Opinião

É tempo de dar oportunidade aos jovens

Carla Mouro

Carla Mouro

Presidente Executiva da Fundação da Juventude

6 janeiro 2023 15:26

Mais do que nunca, é fundamental que os jovens – o presente e futuro do país – estejam no centro da decisão política e na estratégia do tecido empresarial

6 janeiro 2023 15:26

Será 2023 o ano dos jovens? Será certamente o ano de, mais do que nunca, os jovens estarem no centro das decisões. E, mais do que isso, serem parte ativa desse processo.

Certamente que 2023 será um ano de novos e mais desafios. As previsões mostram-nos um abrandamento na economia e o consecutivo impacto da inflação. E não é novidade nenhuma: está a (e vai) afetar a vida de todos, a todos os níveis, pessoal e profissional. Neste contexto global de incerteza, os jovens, sobretudo os mais vulneráveis serão, certamente, um dos grupos mais afetados.

Faz parte dos discursos habituais pensar nos jovens como o “futuro do país”, principalmente num contexto onde a população envelhece a cada ano que passa. Estamos conscientes, e acredito que os jovens são, já, o presente. São em 2022 e são (serão) em 2023.

Recentemente, vários estudos mostraram-nos que os jovens em Portugal enfrentam, hoje, vários desafios quando comparados com a juventude na Europa.

Em primeiro lugar, são da geração mais qualificada, são dos que dependem mais financeiramente dos pais e, por isso, saem mais tarde de casa, são dos que mais descontentes estão com a sua condição financeira, são dos que apresentam maior taxa de abstenção e dos que, nesse grupo, têm uma maior fatia de jovens NEET, que não estudam, não trabalham, nem estão em formação (para integrar o mercado de trabalho ou retomar os estudos).

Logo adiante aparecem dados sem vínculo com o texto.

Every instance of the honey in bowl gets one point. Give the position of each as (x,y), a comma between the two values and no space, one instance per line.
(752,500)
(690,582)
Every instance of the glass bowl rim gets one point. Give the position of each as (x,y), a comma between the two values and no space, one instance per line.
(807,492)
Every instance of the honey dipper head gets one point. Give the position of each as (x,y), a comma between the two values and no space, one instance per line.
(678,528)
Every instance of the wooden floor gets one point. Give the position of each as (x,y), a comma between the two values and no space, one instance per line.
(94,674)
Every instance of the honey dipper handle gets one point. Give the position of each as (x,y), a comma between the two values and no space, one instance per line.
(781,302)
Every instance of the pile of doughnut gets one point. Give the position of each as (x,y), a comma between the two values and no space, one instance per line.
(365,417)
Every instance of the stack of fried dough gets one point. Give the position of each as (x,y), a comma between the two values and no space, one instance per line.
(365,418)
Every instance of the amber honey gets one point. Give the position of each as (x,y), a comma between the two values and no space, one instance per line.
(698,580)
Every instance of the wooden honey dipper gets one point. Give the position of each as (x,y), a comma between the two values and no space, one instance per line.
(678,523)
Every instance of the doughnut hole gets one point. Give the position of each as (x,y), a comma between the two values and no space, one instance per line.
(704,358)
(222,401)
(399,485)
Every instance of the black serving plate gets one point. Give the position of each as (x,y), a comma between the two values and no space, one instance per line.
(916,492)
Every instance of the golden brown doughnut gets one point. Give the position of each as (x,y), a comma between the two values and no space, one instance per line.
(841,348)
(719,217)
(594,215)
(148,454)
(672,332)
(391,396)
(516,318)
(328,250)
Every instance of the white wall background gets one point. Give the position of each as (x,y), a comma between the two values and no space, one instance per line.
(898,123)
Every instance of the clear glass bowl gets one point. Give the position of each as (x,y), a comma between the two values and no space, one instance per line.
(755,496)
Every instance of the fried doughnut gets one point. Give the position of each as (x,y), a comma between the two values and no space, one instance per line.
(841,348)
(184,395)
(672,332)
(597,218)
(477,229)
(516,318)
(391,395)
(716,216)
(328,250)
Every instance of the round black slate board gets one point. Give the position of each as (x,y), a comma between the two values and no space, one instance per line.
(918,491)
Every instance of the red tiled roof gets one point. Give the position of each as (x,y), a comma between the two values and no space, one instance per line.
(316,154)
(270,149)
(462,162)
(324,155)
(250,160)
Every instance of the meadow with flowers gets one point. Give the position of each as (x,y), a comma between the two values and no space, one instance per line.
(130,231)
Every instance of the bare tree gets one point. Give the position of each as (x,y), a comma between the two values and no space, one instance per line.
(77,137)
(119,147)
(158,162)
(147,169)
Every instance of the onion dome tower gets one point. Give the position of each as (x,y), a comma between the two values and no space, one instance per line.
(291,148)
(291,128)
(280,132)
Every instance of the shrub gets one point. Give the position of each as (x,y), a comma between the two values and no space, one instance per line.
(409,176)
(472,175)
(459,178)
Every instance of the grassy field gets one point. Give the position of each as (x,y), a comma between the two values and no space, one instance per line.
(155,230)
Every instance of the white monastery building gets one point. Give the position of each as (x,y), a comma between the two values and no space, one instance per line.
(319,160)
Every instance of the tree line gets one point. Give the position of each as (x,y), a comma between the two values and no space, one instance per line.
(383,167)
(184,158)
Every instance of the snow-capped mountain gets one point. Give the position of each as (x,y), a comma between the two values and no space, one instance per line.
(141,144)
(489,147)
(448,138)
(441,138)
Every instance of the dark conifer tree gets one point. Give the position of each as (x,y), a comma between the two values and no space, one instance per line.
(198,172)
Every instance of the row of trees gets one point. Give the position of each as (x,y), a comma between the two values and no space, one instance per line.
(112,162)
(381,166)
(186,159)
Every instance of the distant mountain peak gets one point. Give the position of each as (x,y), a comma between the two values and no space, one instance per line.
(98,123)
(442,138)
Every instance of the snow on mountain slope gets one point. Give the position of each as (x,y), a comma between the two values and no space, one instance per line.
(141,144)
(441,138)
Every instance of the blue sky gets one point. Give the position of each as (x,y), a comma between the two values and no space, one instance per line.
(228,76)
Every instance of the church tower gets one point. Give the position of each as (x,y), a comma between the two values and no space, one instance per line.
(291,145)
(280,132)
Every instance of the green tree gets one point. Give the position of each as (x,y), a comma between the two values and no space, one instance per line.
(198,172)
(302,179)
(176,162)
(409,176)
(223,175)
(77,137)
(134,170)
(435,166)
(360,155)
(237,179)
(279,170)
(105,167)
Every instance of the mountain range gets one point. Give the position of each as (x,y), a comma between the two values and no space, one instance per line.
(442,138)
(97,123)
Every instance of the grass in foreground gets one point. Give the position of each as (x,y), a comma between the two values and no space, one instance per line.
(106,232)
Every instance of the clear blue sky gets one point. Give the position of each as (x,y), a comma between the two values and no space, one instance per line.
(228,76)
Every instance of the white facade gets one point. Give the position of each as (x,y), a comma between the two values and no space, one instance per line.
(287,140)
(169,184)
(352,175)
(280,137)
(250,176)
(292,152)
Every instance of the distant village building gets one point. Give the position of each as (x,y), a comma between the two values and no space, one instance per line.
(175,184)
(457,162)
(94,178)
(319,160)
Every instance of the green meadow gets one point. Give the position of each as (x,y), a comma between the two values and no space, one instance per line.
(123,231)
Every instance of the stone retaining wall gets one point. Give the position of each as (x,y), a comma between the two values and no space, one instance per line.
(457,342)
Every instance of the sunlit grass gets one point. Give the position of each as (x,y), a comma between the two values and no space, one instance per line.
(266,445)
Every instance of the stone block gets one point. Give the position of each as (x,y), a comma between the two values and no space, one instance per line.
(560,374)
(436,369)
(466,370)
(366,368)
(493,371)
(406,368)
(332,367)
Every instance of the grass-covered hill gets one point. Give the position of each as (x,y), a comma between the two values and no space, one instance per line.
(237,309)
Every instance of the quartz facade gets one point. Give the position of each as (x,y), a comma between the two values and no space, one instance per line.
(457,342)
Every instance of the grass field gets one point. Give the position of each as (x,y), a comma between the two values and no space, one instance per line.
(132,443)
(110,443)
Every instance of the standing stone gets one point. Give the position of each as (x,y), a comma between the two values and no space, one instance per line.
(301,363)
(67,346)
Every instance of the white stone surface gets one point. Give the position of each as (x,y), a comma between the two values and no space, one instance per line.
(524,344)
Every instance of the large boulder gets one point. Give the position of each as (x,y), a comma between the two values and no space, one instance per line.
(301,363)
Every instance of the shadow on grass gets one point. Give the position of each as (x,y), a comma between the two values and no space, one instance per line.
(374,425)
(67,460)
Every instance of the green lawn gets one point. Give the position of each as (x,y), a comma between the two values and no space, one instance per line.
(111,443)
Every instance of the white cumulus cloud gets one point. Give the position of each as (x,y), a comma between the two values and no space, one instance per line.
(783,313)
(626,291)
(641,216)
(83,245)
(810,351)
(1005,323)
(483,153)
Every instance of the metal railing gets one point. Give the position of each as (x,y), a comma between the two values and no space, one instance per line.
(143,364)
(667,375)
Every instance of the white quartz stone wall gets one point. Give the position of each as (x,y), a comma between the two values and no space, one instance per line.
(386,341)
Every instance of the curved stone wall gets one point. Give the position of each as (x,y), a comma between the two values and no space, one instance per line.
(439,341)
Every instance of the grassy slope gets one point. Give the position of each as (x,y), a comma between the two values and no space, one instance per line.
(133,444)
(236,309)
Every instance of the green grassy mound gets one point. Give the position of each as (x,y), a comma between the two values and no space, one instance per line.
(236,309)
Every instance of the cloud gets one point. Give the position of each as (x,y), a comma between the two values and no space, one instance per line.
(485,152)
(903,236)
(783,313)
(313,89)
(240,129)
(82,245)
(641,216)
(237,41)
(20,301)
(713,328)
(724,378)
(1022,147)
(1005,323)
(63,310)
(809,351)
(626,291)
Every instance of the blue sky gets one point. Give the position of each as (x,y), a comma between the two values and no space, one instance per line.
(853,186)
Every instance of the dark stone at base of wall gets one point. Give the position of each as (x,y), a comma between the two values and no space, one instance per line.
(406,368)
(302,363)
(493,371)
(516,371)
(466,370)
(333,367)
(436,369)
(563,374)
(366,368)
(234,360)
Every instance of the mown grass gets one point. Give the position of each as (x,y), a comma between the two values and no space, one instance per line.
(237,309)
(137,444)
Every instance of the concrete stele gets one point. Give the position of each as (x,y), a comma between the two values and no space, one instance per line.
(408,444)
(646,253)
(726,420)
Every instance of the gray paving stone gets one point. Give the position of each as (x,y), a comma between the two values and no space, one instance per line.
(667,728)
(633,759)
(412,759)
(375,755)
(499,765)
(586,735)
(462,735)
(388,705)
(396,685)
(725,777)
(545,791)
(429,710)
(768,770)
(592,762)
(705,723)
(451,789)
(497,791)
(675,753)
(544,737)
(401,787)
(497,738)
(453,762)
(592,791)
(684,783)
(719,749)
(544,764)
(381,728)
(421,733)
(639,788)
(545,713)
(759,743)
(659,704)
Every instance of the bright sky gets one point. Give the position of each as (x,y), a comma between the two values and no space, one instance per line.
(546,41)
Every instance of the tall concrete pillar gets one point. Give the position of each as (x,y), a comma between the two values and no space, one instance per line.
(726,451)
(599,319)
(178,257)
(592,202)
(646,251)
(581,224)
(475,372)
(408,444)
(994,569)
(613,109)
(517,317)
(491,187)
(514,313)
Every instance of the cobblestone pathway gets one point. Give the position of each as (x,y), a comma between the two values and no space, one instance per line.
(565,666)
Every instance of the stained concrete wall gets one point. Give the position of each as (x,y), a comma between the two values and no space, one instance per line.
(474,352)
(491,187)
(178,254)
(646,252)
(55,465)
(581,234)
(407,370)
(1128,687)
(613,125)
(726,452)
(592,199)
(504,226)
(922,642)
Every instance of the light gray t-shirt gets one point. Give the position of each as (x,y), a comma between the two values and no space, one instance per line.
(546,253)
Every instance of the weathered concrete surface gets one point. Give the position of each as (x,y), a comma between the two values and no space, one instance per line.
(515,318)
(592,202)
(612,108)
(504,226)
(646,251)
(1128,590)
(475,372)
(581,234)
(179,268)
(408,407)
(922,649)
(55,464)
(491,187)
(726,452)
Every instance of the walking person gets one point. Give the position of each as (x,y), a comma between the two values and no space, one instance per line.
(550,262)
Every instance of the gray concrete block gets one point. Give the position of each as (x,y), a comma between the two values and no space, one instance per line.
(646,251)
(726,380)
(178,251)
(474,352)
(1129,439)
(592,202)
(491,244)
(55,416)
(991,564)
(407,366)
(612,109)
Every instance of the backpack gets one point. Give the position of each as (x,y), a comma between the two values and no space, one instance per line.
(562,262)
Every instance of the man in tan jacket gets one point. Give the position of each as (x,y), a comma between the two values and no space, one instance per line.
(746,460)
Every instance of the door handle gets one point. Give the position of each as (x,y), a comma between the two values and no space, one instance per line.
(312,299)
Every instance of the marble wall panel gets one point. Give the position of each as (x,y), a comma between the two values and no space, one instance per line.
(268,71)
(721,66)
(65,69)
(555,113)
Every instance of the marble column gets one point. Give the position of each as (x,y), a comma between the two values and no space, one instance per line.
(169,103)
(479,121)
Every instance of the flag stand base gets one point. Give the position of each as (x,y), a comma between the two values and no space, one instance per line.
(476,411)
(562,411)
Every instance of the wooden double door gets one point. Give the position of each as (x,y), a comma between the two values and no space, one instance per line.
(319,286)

Em segundo lugar, esta é, sem dúvida, uma geração ativa e participativa. Ao contrário do que se pensa ou diz sobre o “alheamento” dos jovens face aos problemas comunitários, sociais ou políticos, a verdade é que os estudos mais recentes também nos mostram que os jovens, apesar de terem uma atitude cívica e pensamento crítico muito ativos, não se revêm, ao mesmo tempo, nas habituais formas de participação.

É neste cenário que entramos em 2023. Acresce, naturalmente, o contexto económico que se adivinha para o próximo ano. Não há dúvidas de que os jovens serão – como têm sido– um dos grupos mais afetados. A memória recente mostra-nos que, face a este panorama e à falta de qualidade do emprego jovem, são eles, os jovens, os mais impactados, seja por condições precárias, seja pelo desemprego.

E, infelizmente, não fica por aí. Mais do que nunca (e finalmente), falamos da saúde mental e do impacto na sociedade. São também os jovens, mais preocupados e inseguros, que estão no grupo mais afetado. As preocupações sobre o futuro, o equilíbrio entre a vida profissional e pessoal, a instabilidade e dificuldades financeiras estão na base deste problema.

E o “futuro do país” como fica? Mais do que nunca, é fundamental que os jovens – o presente e futuro do país – estejam no centro da decisão política e na estratégia do tecido empresarial.

E os jovens sabem disso. Os jovens têm o poder de determinar como será o futuro. As novas formas de trabalhar, de estar, de socializar ou viver implicam mudanças por parte de empresas, decisores políticos e da própria sociedade civil. Esta geração, que descrevia acima, sabe também o que quer. Sabe que ideias defende, os empregos que os concretizam, e como a participação cívica e ativa é fundamental, a todos os níveis. E sabe, principalmente, que quer ser ouvida e valorizada por isso.

Será 2023 o ano de todos estes agentes se unirem para trabalhar no presente e futuro?